Estudante do 7º ano de uma escola estadual em Brotas, Gislane Luiza Herval Cerqueira foi encontrada sem vida no início da tarde dessa segunda-feira (26), no bairro de São Cristóvão, em Salvador. Por meio de nota, a Polícia Militar informou que foi até o local, uma casa na Avenida Aliomar Baleeiro, após a denúncia de que havia uma mulher morta por espancamento. Ao chegar, encontraram a estudante morta e isolaram a área.
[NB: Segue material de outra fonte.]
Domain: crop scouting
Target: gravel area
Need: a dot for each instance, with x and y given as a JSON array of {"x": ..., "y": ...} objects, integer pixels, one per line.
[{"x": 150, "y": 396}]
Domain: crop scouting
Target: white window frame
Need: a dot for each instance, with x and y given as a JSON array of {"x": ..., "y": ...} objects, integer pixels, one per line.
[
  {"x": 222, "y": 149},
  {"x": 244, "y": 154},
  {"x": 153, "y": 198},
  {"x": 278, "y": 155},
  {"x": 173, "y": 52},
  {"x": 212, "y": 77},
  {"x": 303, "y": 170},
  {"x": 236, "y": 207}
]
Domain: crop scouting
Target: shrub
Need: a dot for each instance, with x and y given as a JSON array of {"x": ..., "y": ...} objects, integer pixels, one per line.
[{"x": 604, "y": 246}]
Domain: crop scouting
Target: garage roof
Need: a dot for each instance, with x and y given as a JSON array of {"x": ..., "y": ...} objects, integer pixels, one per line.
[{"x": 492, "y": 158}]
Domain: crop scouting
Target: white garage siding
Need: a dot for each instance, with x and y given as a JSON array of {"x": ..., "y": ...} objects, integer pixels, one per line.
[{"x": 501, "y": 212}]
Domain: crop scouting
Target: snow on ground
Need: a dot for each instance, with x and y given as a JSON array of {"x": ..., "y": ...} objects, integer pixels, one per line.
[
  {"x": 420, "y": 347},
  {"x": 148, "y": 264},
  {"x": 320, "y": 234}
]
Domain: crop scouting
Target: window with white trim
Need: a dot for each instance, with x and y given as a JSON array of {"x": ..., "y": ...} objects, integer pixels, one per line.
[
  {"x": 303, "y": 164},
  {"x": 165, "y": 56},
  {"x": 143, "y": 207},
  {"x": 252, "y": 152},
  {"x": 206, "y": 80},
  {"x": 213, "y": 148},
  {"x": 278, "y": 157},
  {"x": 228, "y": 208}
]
O pai mostrou à reportagem, na manhã desta terça-feira (27), a foto que fez do corpo momentos depois de periciado pelo Departamento de Polícia Técnica (DPT). Na imagem, Gislane aparece vestida e com o rosto aparentemente roxo, mas sem aparentes marcas de violência. A temperatura da filha, lembra Gidauto, é que o alertou para o fato de que a estudante “tinha ido embora para nunca mais voltar”.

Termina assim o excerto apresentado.